Kiprianu: Kıbrıs Trajedisini Umutlu Bir Son Sözle Sonlandırmak Kahramanlarımıza ve Kıbrıs’ımıza Olan Borcumuzdur
Darbenin ve istilanın 46. yıldönümü vesilesiyle 17 Temmuz 2020 Cuma akşamı Dali’deki Adonis Stadyumu’nda AKEL’in gerçekleştirdiği mitingde konuşan AKEL Genel Sekreteri Andros Kiprianu, 1974’te Kıbrıs’a karşı işlenen çifte cinayeti, darbe ve istilayı kınamak, demokrasi ve yurt için canlarını feda eden kahramanları anmak için her yıl olduğu gibi bu yıl da bir araya gelerek halkın unutmadığını; bağımsızlık, özgürlük ve demokrasi haykırdığını dile getirdi.
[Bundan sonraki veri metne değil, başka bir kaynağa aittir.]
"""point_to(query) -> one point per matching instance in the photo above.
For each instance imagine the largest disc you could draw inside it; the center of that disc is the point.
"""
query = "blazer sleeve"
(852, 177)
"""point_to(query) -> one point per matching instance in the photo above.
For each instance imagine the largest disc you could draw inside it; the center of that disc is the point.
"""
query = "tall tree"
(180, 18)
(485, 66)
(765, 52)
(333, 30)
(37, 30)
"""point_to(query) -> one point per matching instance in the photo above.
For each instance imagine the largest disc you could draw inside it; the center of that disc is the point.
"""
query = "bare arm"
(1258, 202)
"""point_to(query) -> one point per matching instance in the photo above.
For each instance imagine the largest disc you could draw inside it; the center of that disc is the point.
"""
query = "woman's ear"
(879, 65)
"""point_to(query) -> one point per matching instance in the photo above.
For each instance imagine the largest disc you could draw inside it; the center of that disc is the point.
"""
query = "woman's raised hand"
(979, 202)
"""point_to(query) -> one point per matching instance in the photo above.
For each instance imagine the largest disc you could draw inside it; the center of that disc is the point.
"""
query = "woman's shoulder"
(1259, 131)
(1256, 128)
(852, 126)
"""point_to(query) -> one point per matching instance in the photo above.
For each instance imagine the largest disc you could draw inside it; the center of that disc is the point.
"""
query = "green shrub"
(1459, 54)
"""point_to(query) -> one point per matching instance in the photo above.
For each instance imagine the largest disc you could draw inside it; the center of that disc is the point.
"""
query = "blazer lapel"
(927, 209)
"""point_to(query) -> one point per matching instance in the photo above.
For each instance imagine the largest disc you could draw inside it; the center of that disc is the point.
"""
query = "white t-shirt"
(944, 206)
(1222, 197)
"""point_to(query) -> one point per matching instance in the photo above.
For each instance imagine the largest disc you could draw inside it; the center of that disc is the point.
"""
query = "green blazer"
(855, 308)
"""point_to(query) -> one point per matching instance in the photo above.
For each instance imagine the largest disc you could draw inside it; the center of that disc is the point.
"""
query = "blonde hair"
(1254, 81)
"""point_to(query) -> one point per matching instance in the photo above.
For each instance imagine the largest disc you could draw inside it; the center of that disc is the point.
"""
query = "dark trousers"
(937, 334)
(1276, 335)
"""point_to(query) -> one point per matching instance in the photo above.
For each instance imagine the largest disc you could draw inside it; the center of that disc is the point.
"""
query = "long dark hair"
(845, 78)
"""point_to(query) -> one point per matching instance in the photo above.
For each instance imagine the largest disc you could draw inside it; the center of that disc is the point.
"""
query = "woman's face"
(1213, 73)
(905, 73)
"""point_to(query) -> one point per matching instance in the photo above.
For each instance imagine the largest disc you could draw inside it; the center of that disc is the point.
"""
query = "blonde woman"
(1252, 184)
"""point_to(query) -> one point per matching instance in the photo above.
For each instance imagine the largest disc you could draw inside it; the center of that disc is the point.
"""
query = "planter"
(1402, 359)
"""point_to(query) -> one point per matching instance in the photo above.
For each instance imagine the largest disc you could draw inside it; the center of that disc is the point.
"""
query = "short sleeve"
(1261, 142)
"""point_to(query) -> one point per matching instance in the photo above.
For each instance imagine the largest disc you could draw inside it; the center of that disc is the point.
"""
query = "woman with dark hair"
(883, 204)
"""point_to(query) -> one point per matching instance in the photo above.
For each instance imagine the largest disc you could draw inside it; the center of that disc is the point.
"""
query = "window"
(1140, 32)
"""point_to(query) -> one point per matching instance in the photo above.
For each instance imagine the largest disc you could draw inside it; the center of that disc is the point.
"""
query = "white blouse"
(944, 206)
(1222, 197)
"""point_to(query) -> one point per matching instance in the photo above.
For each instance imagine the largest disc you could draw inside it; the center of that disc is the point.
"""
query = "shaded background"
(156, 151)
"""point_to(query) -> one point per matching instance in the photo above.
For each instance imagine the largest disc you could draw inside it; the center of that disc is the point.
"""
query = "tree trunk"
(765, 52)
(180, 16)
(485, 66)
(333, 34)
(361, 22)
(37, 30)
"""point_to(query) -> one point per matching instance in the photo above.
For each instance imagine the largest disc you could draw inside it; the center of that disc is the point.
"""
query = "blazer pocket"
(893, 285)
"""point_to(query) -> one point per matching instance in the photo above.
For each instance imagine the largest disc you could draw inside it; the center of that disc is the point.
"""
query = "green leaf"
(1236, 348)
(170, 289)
15 Temmuz’da demokrasiye karşı, kendi yurtlarına karşı harekete geçen darbecileri hükümetin, bakanların, milletvekillerin çelenklerle onurlandırıp, aynı zamanda ihanete uğramış ve silahsız bir şekilde darbeye karşı direnişte canlarını feda edenleri anıyor görünmenin ikiyüzlülük ve utanç verici olduğunu ifade eden Kiprianu “hainler olmaksızın ihanetin, caniler olmaksızın cinayetin olmadığını hatırlatmak için buradayız” dedi. Cumhurbaşkanlığı Sarayı’nda, Kaymaklı’da, Limasol’un Yedikatlı bölgesinde, Ayyanni’de, Mağusa ve Larnaka polis istasyonlarında faşizme geçit vermemek için kahramanca direnen her yiğit insanı, acılar içerisindeki anaları, göçmen çadırlarını, kayıpların siyah beyaz fotoğraflarını, hala daha yakınlarının kalıntılarını gömenlerin gözyaşlarını, Beşparmak’taki bayrağı, yurdumuzun gerçeklerini hatırlatmak için her yıl bir araya geldiklerini ve gelmeye devam edeceklerini söyleyen Kiprianu, Cunta ve EOKA-B’nin darbesinin önceden planlanmış bir ihanet olduğunu, emperyalizmin ve milliyetçiliğin planlarının önünde en büyük engelin o gün de Kıbrıslırumların ve Kıbrıslıtürklerin ortak vatanı, bağımsız, egemen bir Kıbrıs’ı savunan AKEL olduğunun altını çizdi.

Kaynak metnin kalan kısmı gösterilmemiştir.